I have traveled to both countries many times, I have struggled to speak both languages, and I have been an absorbed student of their history and culture.
In England, we tend to think that Coleridge and Wordsworth invented Romanticism and that Austen and Dickens created the novel.
Now I am a fan of all these people.
I have wandered amongst daffodils and sensed that Wordsworthian joy, I have also felt that dreaded albatross around my neck as immortalized by Coleridge’s Ancient Mariner and I know that novels of Austen and Dickens have even more to say than their revered television dramatisations.
And then there is Henry Purcell and Edward Elgar – where do I begin? Both composers, as English as red telephone boxes and red buses, hold a deep place in the soundtrack of my life.
Oh, and I haven’t mentioned William Shakespeare.
But let’s go back to France and Germany.
Romanticism without the Germans, Goethe and Schiller and the novel without the French, Hugo, Balzac and, my favourite, Stendhal? Well, you just don’t know about either tradition until you have investigated. They were mostly just names to me, or just Hollywood movies at least, until a few years ago when I decided that I needed to visit them first hand.
Well, second hand sadly as I mostly had to read them in English translations.
I can say though, with some pride, that I struggled and enjoyed reading the poetry of Goethe, Heine, Hugo and Baudelaire in those excellent bi-lingual books where you have the original language on one page and the translation on the other. These books used to sit in the smallest room in the house which became, in time, a centre of learning.
I am not demoting poetry if I say that it is ideally suited to this least glamourous of locations. Short, regular visits will do wonders for your bowels but they will also give you sharp, brilliantly focused insights for the rest of your day and beyond. Just as it did for an art historian acquaintance who learnt his stuff by hanging fine art calendars on the back of the bathroom door.

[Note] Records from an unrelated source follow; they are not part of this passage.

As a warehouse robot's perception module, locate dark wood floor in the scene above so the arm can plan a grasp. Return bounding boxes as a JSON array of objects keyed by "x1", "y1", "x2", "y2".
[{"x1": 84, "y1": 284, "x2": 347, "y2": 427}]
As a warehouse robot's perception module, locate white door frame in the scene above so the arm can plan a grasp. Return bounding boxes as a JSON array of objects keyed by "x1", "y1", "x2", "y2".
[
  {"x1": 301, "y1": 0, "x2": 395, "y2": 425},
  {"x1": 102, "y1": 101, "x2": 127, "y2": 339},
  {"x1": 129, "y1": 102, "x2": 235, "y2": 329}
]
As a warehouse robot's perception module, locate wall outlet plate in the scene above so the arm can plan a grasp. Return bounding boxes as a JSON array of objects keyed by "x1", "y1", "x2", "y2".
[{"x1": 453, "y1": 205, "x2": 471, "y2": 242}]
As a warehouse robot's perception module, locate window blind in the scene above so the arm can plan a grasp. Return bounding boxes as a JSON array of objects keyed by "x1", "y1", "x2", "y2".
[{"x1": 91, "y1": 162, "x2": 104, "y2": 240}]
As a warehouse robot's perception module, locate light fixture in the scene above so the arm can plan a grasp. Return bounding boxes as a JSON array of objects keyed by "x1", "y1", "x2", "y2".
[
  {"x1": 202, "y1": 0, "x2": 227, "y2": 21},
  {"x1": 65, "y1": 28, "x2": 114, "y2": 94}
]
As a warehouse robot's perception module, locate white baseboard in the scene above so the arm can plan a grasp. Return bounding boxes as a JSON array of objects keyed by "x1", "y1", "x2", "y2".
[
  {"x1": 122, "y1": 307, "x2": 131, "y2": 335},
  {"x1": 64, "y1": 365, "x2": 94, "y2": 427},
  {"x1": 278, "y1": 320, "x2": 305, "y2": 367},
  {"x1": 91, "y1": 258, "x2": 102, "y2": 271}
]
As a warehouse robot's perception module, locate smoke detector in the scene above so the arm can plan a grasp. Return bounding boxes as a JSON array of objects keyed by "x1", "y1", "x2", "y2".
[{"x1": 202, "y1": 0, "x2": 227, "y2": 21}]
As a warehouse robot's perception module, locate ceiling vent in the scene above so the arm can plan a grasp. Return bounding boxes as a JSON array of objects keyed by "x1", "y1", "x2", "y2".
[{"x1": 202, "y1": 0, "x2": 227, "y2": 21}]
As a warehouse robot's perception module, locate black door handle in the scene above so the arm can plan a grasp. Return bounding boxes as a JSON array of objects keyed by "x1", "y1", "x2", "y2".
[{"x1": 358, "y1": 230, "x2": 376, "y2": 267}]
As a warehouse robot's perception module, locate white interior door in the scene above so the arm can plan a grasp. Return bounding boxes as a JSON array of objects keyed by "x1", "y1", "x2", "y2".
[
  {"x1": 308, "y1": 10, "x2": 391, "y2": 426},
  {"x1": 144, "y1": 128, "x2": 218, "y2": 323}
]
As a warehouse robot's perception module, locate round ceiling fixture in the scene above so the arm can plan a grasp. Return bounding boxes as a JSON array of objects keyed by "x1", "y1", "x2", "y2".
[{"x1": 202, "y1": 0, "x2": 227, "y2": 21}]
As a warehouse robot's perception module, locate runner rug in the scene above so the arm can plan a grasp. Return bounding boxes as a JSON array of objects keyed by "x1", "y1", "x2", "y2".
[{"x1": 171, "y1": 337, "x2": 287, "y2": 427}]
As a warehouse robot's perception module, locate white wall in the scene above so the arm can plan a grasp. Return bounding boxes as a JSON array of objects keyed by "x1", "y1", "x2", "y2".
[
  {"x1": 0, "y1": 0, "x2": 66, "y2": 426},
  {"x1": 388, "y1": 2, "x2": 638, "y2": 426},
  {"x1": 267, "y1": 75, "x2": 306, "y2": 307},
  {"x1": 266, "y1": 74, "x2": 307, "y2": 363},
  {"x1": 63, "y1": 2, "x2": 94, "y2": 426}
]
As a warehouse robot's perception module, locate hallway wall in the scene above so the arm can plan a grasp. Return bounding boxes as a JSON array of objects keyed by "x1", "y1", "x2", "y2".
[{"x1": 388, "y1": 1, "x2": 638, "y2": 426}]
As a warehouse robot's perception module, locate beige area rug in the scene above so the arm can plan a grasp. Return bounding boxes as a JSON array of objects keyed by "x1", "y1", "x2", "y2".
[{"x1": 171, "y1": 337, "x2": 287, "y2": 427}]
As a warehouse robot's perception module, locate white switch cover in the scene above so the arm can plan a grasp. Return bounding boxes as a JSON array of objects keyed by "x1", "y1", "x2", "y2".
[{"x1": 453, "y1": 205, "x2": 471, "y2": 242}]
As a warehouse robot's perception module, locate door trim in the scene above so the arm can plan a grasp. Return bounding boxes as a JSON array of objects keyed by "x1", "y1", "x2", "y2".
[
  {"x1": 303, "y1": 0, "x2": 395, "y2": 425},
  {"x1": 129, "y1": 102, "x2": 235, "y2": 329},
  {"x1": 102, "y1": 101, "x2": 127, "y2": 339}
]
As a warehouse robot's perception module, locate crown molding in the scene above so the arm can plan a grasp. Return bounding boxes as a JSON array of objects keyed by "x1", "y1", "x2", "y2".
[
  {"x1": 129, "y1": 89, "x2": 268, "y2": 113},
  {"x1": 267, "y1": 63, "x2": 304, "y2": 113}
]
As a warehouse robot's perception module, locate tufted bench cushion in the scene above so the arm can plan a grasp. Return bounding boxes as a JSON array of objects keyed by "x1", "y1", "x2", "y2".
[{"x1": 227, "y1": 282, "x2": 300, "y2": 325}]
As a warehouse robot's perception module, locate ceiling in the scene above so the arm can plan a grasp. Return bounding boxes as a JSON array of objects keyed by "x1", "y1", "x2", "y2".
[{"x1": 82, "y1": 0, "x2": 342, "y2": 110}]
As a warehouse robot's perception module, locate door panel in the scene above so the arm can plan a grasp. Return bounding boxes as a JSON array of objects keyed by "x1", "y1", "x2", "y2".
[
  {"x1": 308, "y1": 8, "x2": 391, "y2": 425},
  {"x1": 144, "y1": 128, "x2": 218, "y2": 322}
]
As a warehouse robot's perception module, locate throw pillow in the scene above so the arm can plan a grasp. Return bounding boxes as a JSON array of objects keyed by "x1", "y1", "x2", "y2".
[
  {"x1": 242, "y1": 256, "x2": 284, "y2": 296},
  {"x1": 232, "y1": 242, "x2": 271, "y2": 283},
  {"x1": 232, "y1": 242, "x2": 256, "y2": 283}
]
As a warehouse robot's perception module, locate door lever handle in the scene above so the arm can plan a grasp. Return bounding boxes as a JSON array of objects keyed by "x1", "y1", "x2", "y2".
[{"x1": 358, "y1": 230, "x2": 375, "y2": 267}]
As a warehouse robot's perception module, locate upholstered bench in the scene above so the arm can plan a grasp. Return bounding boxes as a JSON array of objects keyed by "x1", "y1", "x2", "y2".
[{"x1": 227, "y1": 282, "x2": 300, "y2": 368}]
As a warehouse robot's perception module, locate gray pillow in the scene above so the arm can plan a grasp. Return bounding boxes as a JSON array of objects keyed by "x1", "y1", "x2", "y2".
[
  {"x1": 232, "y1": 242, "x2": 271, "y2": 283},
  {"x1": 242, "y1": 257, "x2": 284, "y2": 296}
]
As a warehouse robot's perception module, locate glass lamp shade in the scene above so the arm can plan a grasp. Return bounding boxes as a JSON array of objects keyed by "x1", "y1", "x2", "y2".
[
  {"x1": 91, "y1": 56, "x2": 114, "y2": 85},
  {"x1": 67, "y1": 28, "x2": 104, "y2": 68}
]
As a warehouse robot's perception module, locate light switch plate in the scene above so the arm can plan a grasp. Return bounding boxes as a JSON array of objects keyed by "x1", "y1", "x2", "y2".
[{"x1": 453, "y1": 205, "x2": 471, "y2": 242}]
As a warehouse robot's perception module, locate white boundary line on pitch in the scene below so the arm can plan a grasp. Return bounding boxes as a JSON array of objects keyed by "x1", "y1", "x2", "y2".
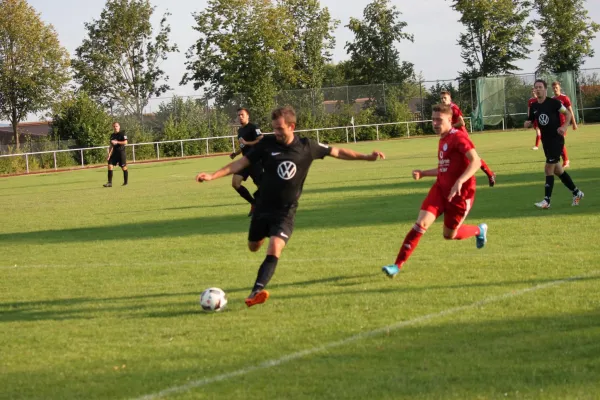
[{"x1": 130, "y1": 270, "x2": 600, "y2": 400}]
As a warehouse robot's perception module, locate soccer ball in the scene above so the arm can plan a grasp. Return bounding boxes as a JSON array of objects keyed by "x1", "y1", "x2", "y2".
[{"x1": 200, "y1": 288, "x2": 227, "y2": 311}]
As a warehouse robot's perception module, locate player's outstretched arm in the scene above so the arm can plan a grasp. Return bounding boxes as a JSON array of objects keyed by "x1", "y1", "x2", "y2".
[
  {"x1": 329, "y1": 147, "x2": 385, "y2": 161},
  {"x1": 558, "y1": 106, "x2": 571, "y2": 136},
  {"x1": 196, "y1": 156, "x2": 250, "y2": 182},
  {"x1": 229, "y1": 149, "x2": 242, "y2": 160},
  {"x1": 412, "y1": 168, "x2": 437, "y2": 181},
  {"x1": 569, "y1": 106, "x2": 577, "y2": 131},
  {"x1": 448, "y1": 149, "x2": 481, "y2": 201}
]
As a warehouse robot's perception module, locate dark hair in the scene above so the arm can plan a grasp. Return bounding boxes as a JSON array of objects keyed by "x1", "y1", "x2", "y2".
[
  {"x1": 432, "y1": 104, "x2": 452, "y2": 115},
  {"x1": 271, "y1": 106, "x2": 296, "y2": 125}
]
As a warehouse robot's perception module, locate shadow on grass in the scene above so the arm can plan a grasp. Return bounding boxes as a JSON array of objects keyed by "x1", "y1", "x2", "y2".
[
  {"x1": 3, "y1": 310, "x2": 600, "y2": 399},
  {"x1": 0, "y1": 168, "x2": 600, "y2": 244}
]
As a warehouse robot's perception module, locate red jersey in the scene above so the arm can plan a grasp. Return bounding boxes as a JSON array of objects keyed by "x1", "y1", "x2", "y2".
[
  {"x1": 436, "y1": 129, "x2": 475, "y2": 199},
  {"x1": 553, "y1": 94, "x2": 571, "y2": 125},
  {"x1": 450, "y1": 103, "x2": 462, "y2": 125}
]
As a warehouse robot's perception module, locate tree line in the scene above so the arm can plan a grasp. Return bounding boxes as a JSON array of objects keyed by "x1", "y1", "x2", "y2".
[{"x1": 0, "y1": 0, "x2": 600, "y2": 147}]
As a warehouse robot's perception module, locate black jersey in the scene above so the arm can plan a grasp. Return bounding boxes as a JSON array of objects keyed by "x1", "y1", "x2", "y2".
[
  {"x1": 528, "y1": 97, "x2": 564, "y2": 139},
  {"x1": 238, "y1": 123, "x2": 262, "y2": 155},
  {"x1": 110, "y1": 131, "x2": 127, "y2": 151},
  {"x1": 246, "y1": 136, "x2": 331, "y2": 211}
]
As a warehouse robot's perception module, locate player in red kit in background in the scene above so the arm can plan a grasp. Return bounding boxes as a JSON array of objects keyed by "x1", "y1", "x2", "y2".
[
  {"x1": 527, "y1": 88, "x2": 542, "y2": 150},
  {"x1": 552, "y1": 81, "x2": 577, "y2": 168},
  {"x1": 440, "y1": 91, "x2": 496, "y2": 187},
  {"x1": 382, "y1": 104, "x2": 488, "y2": 278}
]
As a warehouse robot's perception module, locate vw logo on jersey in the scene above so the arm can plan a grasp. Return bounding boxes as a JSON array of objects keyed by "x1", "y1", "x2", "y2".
[{"x1": 277, "y1": 161, "x2": 296, "y2": 181}]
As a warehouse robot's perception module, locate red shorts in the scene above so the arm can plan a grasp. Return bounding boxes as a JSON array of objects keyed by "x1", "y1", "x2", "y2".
[{"x1": 421, "y1": 185, "x2": 475, "y2": 230}]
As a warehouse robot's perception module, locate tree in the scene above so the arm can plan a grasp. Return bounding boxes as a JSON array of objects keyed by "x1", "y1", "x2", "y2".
[
  {"x1": 279, "y1": 0, "x2": 339, "y2": 89},
  {"x1": 181, "y1": 0, "x2": 297, "y2": 120},
  {"x1": 52, "y1": 91, "x2": 112, "y2": 163},
  {"x1": 452, "y1": 0, "x2": 535, "y2": 76},
  {"x1": 536, "y1": 0, "x2": 600, "y2": 73},
  {"x1": 0, "y1": 0, "x2": 69, "y2": 147},
  {"x1": 322, "y1": 61, "x2": 348, "y2": 87},
  {"x1": 72, "y1": 0, "x2": 177, "y2": 116},
  {"x1": 345, "y1": 0, "x2": 414, "y2": 85}
]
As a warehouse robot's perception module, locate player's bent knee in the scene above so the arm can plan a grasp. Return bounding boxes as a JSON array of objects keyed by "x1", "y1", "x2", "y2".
[{"x1": 248, "y1": 240, "x2": 264, "y2": 253}]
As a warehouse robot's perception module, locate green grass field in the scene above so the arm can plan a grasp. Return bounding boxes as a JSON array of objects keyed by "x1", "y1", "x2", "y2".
[{"x1": 0, "y1": 126, "x2": 600, "y2": 399}]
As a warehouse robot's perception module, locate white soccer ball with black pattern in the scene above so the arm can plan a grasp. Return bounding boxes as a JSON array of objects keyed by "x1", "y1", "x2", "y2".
[{"x1": 200, "y1": 288, "x2": 227, "y2": 311}]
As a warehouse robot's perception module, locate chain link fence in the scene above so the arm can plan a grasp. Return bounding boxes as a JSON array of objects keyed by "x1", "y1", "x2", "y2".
[{"x1": 0, "y1": 69, "x2": 600, "y2": 173}]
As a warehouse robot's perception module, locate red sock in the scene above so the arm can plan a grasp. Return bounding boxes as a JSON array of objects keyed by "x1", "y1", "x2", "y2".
[
  {"x1": 394, "y1": 224, "x2": 425, "y2": 268},
  {"x1": 481, "y1": 159, "x2": 494, "y2": 178},
  {"x1": 454, "y1": 225, "x2": 481, "y2": 240},
  {"x1": 561, "y1": 146, "x2": 569, "y2": 164}
]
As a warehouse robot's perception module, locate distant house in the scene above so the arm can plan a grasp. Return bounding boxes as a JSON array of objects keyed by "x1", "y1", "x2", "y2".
[{"x1": 0, "y1": 121, "x2": 52, "y2": 145}]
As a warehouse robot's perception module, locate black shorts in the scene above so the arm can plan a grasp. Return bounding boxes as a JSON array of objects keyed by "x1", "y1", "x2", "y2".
[
  {"x1": 248, "y1": 208, "x2": 296, "y2": 243},
  {"x1": 542, "y1": 136, "x2": 565, "y2": 164},
  {"x1": 236, "y1": 164, "x2": 263, "y2": 186},
  {"x1": 108, "y1": 151, "x2": 127, "y2": 168}
]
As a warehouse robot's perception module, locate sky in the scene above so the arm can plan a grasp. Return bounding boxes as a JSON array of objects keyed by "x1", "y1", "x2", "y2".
[{"x1": 10, "y1": 0, "x2": 600, "y2": 120}]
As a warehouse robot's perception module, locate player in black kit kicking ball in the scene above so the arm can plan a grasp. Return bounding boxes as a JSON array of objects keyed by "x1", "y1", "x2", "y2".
[{"x1": 196, "y1": 107, "x2": 385, "y2": 307}]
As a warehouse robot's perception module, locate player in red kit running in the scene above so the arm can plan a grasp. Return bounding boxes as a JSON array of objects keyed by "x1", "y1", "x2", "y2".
[
  {"x1": 440, "y1": 91, "x2": 496, "y2": 187},
  {"x1": 552, "y1": 81, "x2": 577, "y2": 168},
  {"x1": 527, "y1": 88, "x2": 542, "y2": 150},
  {"x1": 382, "y1": 104, "x2": 488, "y2": 278}
]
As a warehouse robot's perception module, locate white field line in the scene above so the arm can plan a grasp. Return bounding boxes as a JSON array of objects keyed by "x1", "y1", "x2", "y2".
[{"x1": 135, "y1": 270, "x2": 600, "y2": 400}]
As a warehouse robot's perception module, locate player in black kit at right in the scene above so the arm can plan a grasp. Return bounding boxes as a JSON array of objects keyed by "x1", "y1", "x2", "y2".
[
  {"x1": 196, "y1": 107, "x2": 385, "y2": 307},
  {"x1": 525, "y1": 79, "x2": 583, "y2": 209},
  {"x1": 229, "y1": 108, "x2": 263, "y2": 217}
]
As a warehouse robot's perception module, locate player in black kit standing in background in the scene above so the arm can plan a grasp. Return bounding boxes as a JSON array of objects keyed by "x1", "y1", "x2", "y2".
[
  {"x1": 103, "y1": 122, "x2": 129, "y2": 187},
  {"x1": 229, "y1": 108, "x2": 263, "y2": 217},
  {"x1": 525, "y1": 79, "x2": 583, "y2": 209},
  {"x1": 196, "y1": 107, "x2": 385, "y2": 307}
]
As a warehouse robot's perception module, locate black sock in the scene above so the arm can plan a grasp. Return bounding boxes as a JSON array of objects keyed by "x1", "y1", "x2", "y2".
[
  {"x1": 252, "y1": 256, "x2": 279, "y2": 292},
  {"x1": 559, "y1": 171, "x2": 579, "y2": 196},
  {"x1": 235, "y1": 186, "x2": 254, "y2": 204},
  {"x1": 544, "y1": 175, "x2": 554, "y2": 203}
]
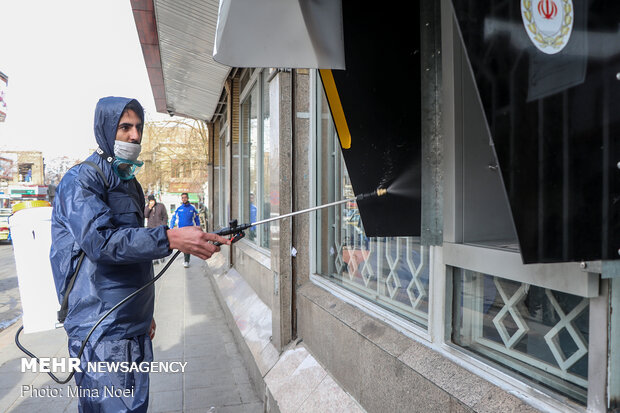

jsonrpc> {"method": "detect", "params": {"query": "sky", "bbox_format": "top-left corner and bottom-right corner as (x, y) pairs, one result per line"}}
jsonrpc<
(0, 0), (168, 160)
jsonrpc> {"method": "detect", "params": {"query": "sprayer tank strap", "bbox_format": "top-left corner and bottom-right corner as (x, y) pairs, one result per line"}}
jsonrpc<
(58, 161), (110, 323)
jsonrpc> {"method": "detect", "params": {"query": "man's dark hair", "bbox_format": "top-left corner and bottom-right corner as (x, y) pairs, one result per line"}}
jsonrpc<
(121, 99), (144, 132)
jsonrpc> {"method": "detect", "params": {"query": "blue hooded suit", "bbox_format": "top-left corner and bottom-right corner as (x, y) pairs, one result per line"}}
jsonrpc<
(50, 97), (170, 412)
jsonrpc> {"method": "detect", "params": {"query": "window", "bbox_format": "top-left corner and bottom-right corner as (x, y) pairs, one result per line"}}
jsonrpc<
(315, 71), (429, 328)
(452, 269), (589, 403)
(443, 26), (606, 405)
(240, 72), (271, 249)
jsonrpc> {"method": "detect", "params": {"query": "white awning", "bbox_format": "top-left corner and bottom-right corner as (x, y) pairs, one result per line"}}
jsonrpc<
(154, 0), (230, 120)
(213, 0), (345, 69)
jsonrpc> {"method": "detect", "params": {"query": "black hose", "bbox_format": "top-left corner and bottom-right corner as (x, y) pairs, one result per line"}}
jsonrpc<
(15, 251), (181, 384)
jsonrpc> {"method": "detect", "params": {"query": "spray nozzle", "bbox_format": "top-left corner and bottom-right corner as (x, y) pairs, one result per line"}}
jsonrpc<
(355, 188), (387, 201)
(214, 219), (252, 246)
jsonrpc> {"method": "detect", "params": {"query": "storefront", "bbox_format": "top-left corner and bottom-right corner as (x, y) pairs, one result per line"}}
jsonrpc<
(132, 0), (620, 412)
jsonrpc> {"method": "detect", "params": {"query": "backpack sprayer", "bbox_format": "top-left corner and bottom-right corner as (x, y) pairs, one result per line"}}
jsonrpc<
(14, 188), (388, 384)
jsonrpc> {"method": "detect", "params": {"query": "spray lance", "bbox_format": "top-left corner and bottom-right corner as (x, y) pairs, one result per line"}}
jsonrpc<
(215, 188), (387, 245)
(15, 188), (388, 384)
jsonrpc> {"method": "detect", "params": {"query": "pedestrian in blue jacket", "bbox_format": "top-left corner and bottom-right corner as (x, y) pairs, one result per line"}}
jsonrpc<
(50, 97), (227, 413)
(170, 192), (200, 268)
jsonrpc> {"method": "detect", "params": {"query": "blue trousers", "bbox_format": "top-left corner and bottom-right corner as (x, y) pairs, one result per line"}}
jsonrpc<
(69, 334), (153, 413)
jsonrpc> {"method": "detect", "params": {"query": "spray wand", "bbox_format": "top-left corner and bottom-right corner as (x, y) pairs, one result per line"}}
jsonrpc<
(214, 188), (387, 245)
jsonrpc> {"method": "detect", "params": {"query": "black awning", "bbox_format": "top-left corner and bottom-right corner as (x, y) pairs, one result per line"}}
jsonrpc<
(453, 0), (620, 263)
(320, 1), (421, 237)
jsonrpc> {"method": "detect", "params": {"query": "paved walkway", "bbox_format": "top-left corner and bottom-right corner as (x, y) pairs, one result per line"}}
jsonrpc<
(0, 256), (263, 413)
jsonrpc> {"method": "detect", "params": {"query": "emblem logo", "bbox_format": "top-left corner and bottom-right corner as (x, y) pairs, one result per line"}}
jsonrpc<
(521, 0), (574, 54)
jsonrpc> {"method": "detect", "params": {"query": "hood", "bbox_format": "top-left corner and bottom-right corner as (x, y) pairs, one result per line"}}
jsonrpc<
(95, 96), (144, 155)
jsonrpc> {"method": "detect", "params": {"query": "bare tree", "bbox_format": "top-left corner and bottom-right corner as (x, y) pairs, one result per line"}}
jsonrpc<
(139, 117), (209, 196)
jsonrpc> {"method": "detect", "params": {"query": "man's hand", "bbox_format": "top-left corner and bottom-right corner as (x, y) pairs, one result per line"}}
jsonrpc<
(166, 226), (230, 260)
(149, 319), (157, 340)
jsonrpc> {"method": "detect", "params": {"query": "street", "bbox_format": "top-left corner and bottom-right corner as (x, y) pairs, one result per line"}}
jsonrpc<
(0, 241), (22, 331)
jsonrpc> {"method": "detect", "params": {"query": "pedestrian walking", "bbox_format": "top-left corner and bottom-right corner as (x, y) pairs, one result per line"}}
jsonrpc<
(170, 192), (200, 268)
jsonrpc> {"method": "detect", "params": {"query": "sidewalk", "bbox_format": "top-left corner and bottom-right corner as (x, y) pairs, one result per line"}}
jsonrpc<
(0, 256), (263, 413)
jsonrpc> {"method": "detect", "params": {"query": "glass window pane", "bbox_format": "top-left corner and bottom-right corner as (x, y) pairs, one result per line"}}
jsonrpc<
(241, 86), (258, 242)
(452, 269), (589, 403)
(316, 72), (429, 328)
(260, 70), (271, 248)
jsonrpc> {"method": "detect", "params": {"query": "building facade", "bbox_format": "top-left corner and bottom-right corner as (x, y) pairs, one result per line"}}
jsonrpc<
(132, 0), (620, 412)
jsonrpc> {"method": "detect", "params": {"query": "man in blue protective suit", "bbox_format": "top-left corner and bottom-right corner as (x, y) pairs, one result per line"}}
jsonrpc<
(170, 192), (200, 268)
(50, 97), (229, 413)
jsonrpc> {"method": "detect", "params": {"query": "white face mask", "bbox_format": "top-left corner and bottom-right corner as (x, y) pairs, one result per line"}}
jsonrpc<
(114, 141), (142, 161)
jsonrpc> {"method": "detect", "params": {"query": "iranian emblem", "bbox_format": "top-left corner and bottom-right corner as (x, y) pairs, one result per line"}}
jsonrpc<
(521, 0), (573, 54)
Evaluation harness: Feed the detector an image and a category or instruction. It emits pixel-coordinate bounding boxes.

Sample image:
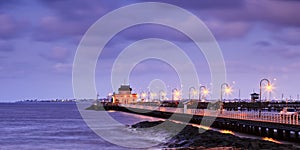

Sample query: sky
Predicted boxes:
[0,0,300,102]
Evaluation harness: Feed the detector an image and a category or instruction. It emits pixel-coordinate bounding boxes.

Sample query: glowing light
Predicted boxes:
[265,84,273,92]
[174,91,180,96]
[193,90,197,96]
[225,87,232,94]
[142,93,147,98]
[262,137,281,144]
[220,130,234,135]
[203,89,209,96]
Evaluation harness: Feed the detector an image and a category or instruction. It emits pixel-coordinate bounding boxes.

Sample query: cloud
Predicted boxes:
[0,14,28,39]
[40,46,70,62]
[273,27,300,45]
[33,16,88,41]
[0,41,14,52]
[210,0,300,27]
[140,0,245,10]
[254,46,300,60]
[53,63,72,73]
[206,20,252,39]
[254,41,272,47]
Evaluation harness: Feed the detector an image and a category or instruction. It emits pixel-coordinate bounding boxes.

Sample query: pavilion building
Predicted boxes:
[112,85,138,104]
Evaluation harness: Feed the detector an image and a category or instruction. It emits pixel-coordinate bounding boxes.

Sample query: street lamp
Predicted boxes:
[158,90,166,100]
[172,88,178,100]
[199,85,209,101]
[172,88,180,100]
[259,78,273,102]
[221,83,231,101]
[189,87,196,100]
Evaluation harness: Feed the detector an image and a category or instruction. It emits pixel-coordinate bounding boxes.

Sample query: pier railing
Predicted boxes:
[121,104,300,125]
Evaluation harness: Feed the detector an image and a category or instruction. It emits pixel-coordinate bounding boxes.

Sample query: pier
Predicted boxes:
[98,104,300,142]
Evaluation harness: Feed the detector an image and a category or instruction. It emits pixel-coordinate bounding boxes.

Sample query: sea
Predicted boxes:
[0,102,167,150]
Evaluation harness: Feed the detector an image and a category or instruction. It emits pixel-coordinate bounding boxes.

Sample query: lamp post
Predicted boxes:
[199,85,208,101]
[221,83,231,101]
[172,88,178,100]
[259,78,272,102]
[158,90,165,100]
[258,78,272,118]
[189,87,196,100]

Those supreme Germans, Johann Sebastian Bach and Ludwig van Beethoven, I guess, need no special pleading, even if their French successors, Berlioz and Debussy do – well, to some unadventurous folk and to all those people who don’t listen to classical music.
I have loved the works of all these people, both German and French, and I have also relished those moments when I have been lucky enough to have time to drink coffee outside a Parisian cafe or to eat, in one of those wickedly outrageous Berlin beer cellars, a German sausage with German mustard enclosed in, what is for me the best of all breads, a German roll.
I am an innocent at heart.
So let’s hear it for the Germans and the French.
Yesterday, at those press conferences in London………
Whose side were you on?
One one side we had President Obama, all charm and ambition with his new friend, Gordon Brown, who is full of ideas even if you don’t warm to him….
Or, on the other side, Monsieur Sarkozy and Frau Merkel?
None of us should go in for caricatures, if we can help it but……
Who was lively, pushy and optimistic?
Who was sensible with a pronounced stiff upper lip?
Who was over-excitable and gesticulating?
And who was aggressive and humourless?
I know they were really speaking to their homeland electorates but did Merkel and Sarkozy really have to come on stage as the ugly sisters to Brown’s Cinderella and Obama’s Prince Charming?
They disagree with the main thrust of the G20 summit, which is to secure a rapid international agreement to put money into a massive stimulus to the World’s sickening economy. I hope they will all live happily ever afterwards when the G20 summit issues its final statement.
In the end, it is bound to be a love-in, these summits statements are always written up as success stories.
I guess they needed to stamp their feet to show that they were there when the real drama in London was going on between Obama and the Chinese and Russian leaders. Those meetings could go on to save the World’s economy by putting a load of money into the International Monetary Fund and, dare I even wish for it, bring an end to nuclear weapons.
I haven’t even mentioned any American, Russian or Chinese writers – it is far too easy, but it is definitely not cozy, to be provincial.